The Slatest

Juul Says It Won’t Fight Flavored E-Cigarette Ban, Will Pull All U.S. Advertising

A sign advertises Juul vaping products in Los Angeles.
A sign advertises Juul vaping products in Los Angeles on Sept. 17. Robyn Beck/Getty Images

The highest-profile e-cigarette maker, Juul, announced a major shake-up Wednesday in response to growing global outrage and regulatory scrutiny over its products. The San Francisco–based company said it will accept, and not lobby against, President Donald Trump’s proposed ban on most flavored vaping products that critics said were aimed at teens. In another major step back for the company, Juul said it had suspended all broadcast, print, and digital advertising of its products in the U.S. The seismic moves were coupled with the company’s announcement that CEO Kevin Burns will step down.

The news comes as U.S. health officials investigate hundreds of cases of lung illness linked to vaping that have resulted in eight deaths. Those health concerns compounded by growing data showing a surge in vaping among young people prompted the Trump administration to propose a ban that would require e-cigarette products to be taken off the market until they received FDA approval, a process that could take years.

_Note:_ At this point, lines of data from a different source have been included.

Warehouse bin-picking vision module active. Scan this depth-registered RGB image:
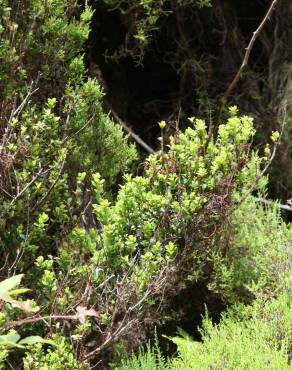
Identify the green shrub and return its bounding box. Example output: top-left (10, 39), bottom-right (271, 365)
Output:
top-left (118, 295), bottom-right (292, 370)
top-left (102, 0), bottom-right (212, 61)
top-left (23, 336), bottom-right (85, 370)
top-left (209, 197), bottom-right (292, 303)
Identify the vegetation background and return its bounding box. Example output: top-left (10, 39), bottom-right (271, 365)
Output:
top-left (0, 0), bottom-right (292, 370)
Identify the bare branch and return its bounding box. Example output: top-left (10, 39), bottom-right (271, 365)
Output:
top-left (218, 0), bottom-right (279, 117)
top-left (110, 109), bottom-right (154, 154)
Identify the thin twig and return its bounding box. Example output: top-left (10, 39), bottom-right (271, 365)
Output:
top-left (4, 315), bottom-right (79, 330)
top-left (110, 109), bottom-right (154, 154)
top-left (254, 197), bottom-right (292, 212)
top-left (31, 154), bottom-right (67, 213)
top-left (218, 0), bottom-right (279, 117)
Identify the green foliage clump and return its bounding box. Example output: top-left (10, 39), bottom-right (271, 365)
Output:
top-left (0, 0), bottom-right (136, 268)
top-left (23, 336), bottom-right (85, 370)
top-left (209, 196), bottom-right (292, 303)
top-left (102, 0), bottom-right (212, 60)
top-left (118, 294), bottom-right (292, 370)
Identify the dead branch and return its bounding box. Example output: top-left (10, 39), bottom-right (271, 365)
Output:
top-left (110, 108), bottom-right (154, 154)
top-left (218, 0), bottom-right (279, 117)
top-left (254, 197), bottom-right (292, 212)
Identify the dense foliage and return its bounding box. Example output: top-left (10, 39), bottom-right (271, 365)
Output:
top-left (0, 0), bottom-right (292, 370)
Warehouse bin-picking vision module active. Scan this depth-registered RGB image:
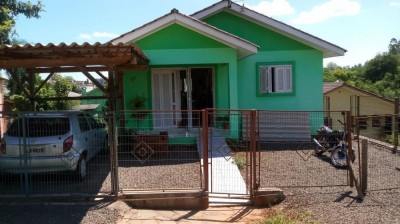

Flavored e-cigarettes account for 80 percent of of Juul’s sales, according to the Wall Street Journal.

“Juul is the subject of several investigations, including a criminal probe by prosecutors in California and investigations by the Food and Drug Administration and Federal Trade Commission into its marketing and business practices,” the Journal reports. “Juul says that it hasn’t targeted teens, that it has taken steps to combat underage purchases and that its products are intended for adult cigarette smokers who want to switch.”